"C'est qu'après les attentats du 11 septembre 2001 aux Etats-Unis, les gros déposants n'ont tout simplement pas de possibilité pour transférer leur argent du Liban en Occident, par exemple. Qui plus est, ils ne peuvent pas non plus faire revenir leurs capitaux en Syrie. C'est justement de là que cet argent était autrefois parti pour le Liban", a expliqué l'expert libanais.
C'est pourquoi, est l'avis de Kamal Hamdan, le "gros argent syrien" restera dans l'immédiat au Liban. "Si évidemment les relations entre les deux pays ne se gâtent définitivement", a-t-il ajouté.

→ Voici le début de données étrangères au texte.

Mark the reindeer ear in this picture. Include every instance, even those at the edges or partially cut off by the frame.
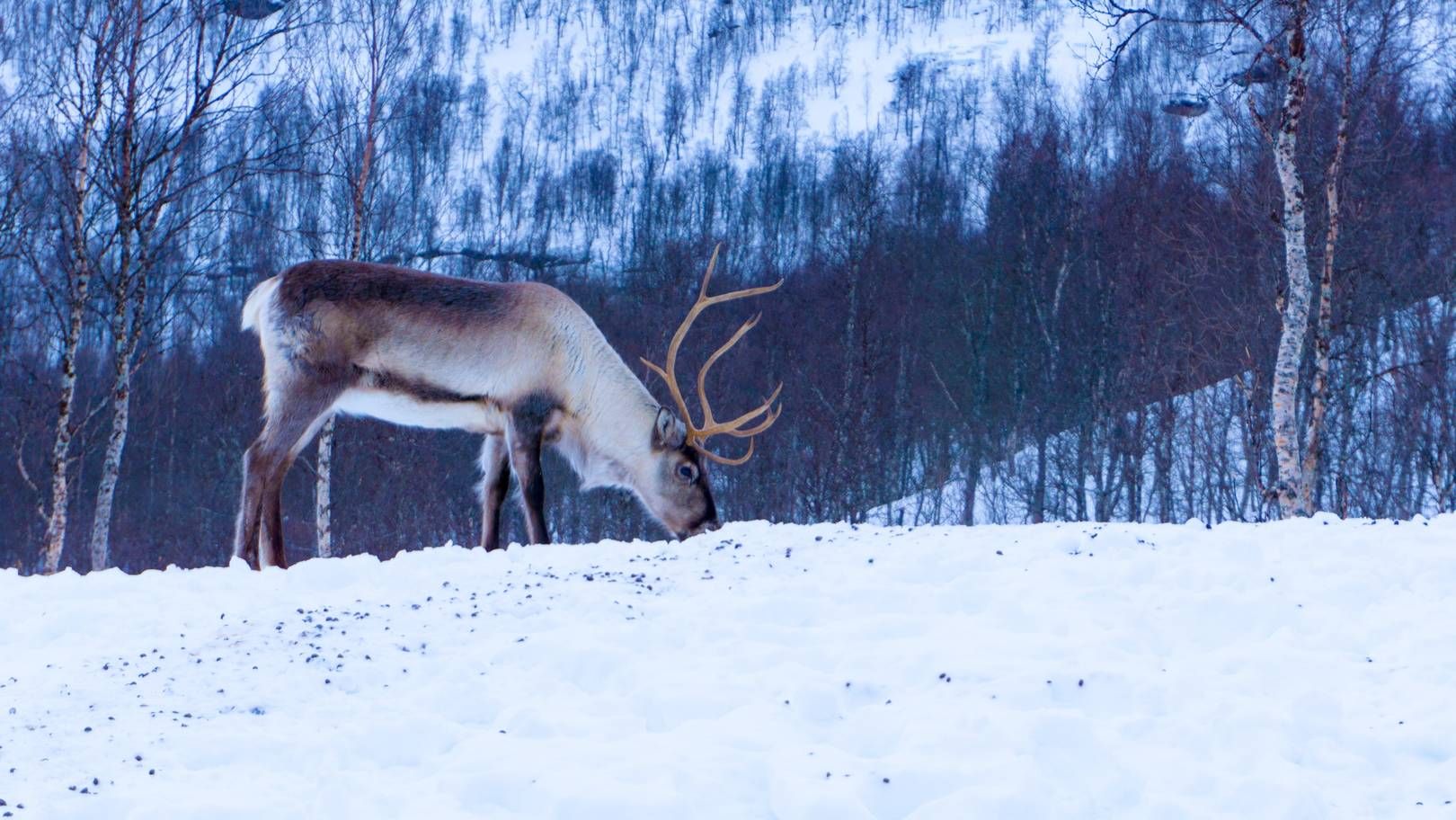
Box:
[653,408,688,450]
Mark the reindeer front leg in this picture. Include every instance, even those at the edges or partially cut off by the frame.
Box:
[481,435,511,550]
[505,402,550,543]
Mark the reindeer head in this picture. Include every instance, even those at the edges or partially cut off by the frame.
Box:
[642,245,784,538]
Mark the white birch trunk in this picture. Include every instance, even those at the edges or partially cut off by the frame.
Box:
[40,268,90,575]
[313,416,333,557]
[1299,29,1353,515]
[90,285,141,571]
[1271,48,1310,519]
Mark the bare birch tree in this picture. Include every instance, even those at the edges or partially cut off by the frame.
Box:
[1075,0,1421,517]
[82,0,293,569]
[313,0,428,557]
[23,0,118,574]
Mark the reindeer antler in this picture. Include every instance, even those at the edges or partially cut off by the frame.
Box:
[642,244,784,465]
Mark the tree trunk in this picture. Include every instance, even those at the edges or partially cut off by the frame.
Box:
[90,285,144,571]
[1299,42,1351,515]
[42,268,90,575]
[313,416,333,557]
[1031,435,1047,524]
[961,441,981,527]
[1271,30,1310,519]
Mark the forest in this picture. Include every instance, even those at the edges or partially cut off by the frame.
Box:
[0,0,1456,573]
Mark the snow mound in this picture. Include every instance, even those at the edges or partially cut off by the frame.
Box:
[0,515,1456,820]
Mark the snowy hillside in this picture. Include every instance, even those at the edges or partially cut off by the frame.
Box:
[0,515,1456,820]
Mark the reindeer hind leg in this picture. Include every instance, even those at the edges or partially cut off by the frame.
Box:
[481,435,511,550]
[258,380,347,566]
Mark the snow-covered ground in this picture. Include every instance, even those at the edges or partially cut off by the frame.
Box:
[0,515,1456,820]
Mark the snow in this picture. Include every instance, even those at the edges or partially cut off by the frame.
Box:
[0,515,1456,818]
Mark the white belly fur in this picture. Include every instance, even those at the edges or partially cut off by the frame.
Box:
[333,388,505,432]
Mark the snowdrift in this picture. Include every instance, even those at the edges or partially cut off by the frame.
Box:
[0,515,1456,820]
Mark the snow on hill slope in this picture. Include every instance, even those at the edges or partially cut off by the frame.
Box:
[0,515,1456,818]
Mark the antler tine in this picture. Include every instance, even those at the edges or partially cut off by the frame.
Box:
[697,385,784,440]
[642,244,784,465]
[697,313,763,430]
[697,439,753,468]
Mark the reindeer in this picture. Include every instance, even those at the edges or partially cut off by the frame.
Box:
[235,247,784,569]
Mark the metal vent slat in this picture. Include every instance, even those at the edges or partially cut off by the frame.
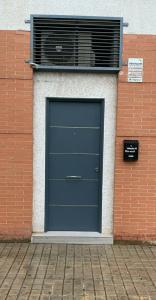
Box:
[31,15,122,72]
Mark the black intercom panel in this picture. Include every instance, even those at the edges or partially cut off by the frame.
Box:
[123,140,139,161]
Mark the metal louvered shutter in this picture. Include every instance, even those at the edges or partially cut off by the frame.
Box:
[31,15,123,72]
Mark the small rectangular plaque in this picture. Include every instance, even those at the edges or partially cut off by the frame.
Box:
[123,140,139,161]
[128,58,144,82]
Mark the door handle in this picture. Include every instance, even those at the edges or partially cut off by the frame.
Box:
[65,176,82,179]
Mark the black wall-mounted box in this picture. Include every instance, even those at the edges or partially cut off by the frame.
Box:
[123,140,139,161]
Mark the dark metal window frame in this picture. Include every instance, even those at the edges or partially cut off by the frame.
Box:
[30,15,123,73]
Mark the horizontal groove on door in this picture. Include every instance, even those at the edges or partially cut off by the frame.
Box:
[48,152,100,155]
[49,125,100,130]
[49,204,98,207]
[48,178,98,181]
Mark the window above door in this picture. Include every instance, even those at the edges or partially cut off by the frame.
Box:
[31,15,123,73]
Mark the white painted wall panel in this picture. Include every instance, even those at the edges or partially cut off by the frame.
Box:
[33,73,117,236]
[0,0,156,34]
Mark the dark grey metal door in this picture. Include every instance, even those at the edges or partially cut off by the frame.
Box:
[46,99,103,231]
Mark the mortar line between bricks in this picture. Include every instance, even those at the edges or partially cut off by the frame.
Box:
[0,77,33,81]
[0,243,21,299]
[97,245,107,299]
[17,244,36,300]
[7,245,29,298]
[112,247,129,299]
[27,244,44,300]
[119,245,139,296]
[39,244,52,299]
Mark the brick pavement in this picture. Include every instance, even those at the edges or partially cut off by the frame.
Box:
[0,243,156,300]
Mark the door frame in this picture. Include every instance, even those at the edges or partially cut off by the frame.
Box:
[44,97,105,233]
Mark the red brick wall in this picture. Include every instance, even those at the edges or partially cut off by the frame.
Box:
[114,35,156,240]
[0,31,156,240]
[0,31,33,239]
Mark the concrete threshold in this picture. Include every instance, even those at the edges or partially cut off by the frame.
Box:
[31,231,113,245]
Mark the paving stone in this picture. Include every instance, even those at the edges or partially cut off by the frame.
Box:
[0,243,156,300]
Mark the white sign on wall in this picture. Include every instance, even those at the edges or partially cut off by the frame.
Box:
[128,58,144,82]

On suppose que le montant des capitaux syriens dans les banques libanaises approche quelque dix milliards de dollars.
Somme toute, a noté l'économiste, cette situation d'instabilité au Liban qui a résulté de l'assassinat, à la mi-février dernier, de l'ancien Premier ministre libanais, Rafik Hariri, se répercute de façon extrêmement néfaste sur l'économie libanaise. La monnaie nationale s'y trouve sous de très puissantes pressions et les investissements se sont brusquement réduits, alors que le secteur touristique est en train d'essuyer des pertes colossales.
"Jusqu'ici, la Banque centrale du Liban réussi à maintenir le cours de la livre libanaise. Depuis les deux dernières semaines du mois de février, 737 millions de dollars y ont été dépensés. Quoi qu'il en soit, si l'instabilité persiste dans le pays ou dégrade d'autant plus, la livre pourrait bien s'effondre", a fait remarquer Kamal Hamdan.
Or, tous ne sont pas du même avis au Liban, loin de là!
"Rien ne menace le système bancaire libanais, est parfaitement persuadé le manager de l'une des succursales de Beyrouth de la banque "Audi", Raful Mansour. Il ne faut pas oublier que ce système bancaire avait bien tenu en dépit des 15 années de guerre civile au Liban."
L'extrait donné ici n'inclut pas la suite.